The debug logs from the console will not really tell you anything interesting about what the driver is doing.
This is likely a proxy issue with us not following whatever the protocol is for the NTLM auth challenge. I'll have to read about the spec / find a reproducible example to see what needs to be done.
We won't get what the browser does "for free" because we make the initial visit request out of node - not the browser.
That's the layer that has to mimic what the browser does.
Thanks @brian-mann
@Aymkdn we plan to send diagnostic debug output from the driver back to the console (see this issue #448 for implementation), but this is some time off
Since Cypress proxies the connection, it will need to do something to fully support NTLM authentication.
@Aymkdn - I understand you're running these tests on your local intranet.
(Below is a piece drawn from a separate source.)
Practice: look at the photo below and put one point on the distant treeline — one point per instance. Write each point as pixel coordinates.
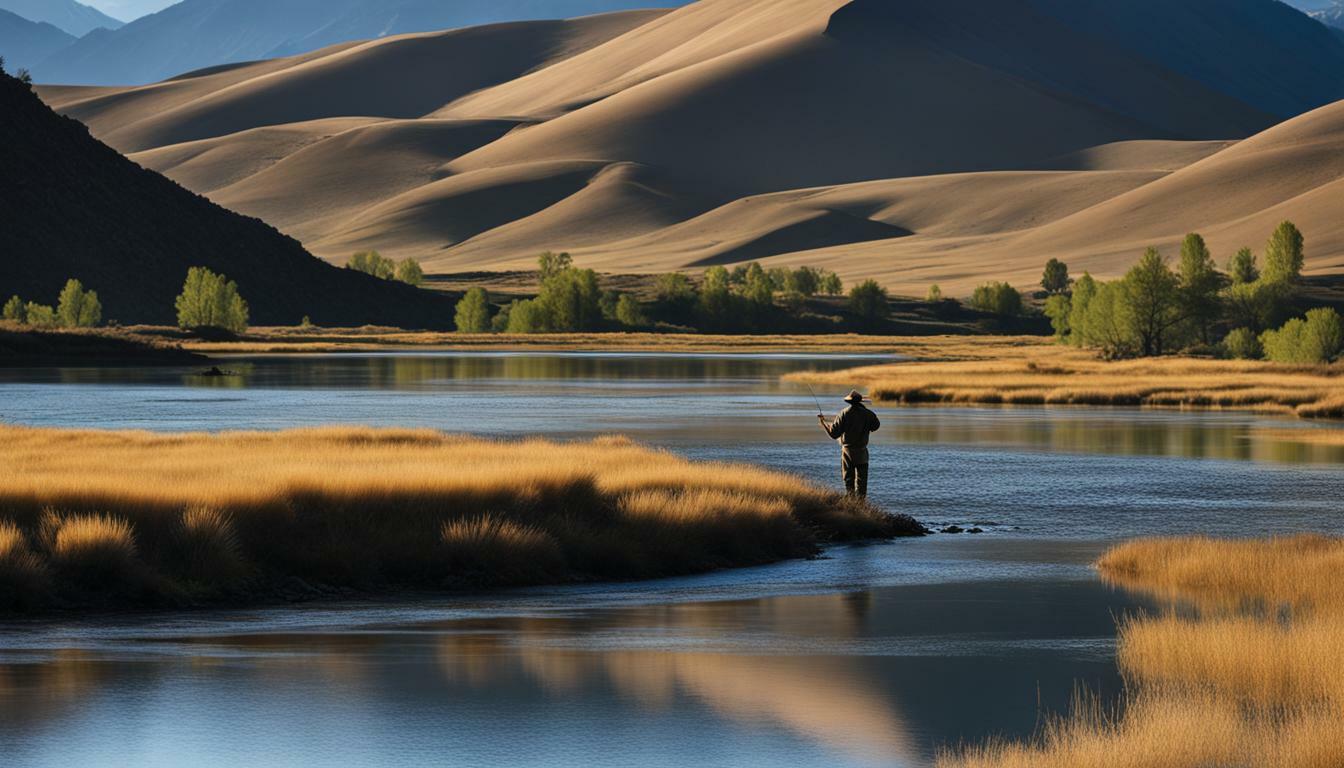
(1153, 310)
(746, 299)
Do you by chance know of any publicly accessible sites that use NTLM authentication which we can use to reproduce the issue and subsequently test against?
Reference materials:
@RandallKent > no I don't know a public accessible website with NTML authentication... At the end I went to use puppeteer for my needs.
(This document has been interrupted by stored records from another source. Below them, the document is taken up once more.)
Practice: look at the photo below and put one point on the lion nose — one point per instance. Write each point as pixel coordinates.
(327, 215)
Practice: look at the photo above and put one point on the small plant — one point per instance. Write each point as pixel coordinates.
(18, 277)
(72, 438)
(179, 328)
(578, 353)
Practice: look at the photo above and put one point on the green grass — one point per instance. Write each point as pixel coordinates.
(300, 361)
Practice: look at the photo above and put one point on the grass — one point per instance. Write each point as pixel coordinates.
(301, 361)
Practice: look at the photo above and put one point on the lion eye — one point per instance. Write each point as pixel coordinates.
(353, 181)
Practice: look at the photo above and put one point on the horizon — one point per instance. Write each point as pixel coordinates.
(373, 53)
Is there any update on this? I'm having the same problem. The initial 401 error is normal for the NTML protocol but it should send some more requests after that. I couldn't find a public NTML endpoint you could use for testing this.
Unfortunately, until there is an endpoint we can use for testing, we're unable to move forward.
@RandallKent Will see what I can do. For now, I've made a proxy script which I run and it resend the calls with authentication. This is working for me so far.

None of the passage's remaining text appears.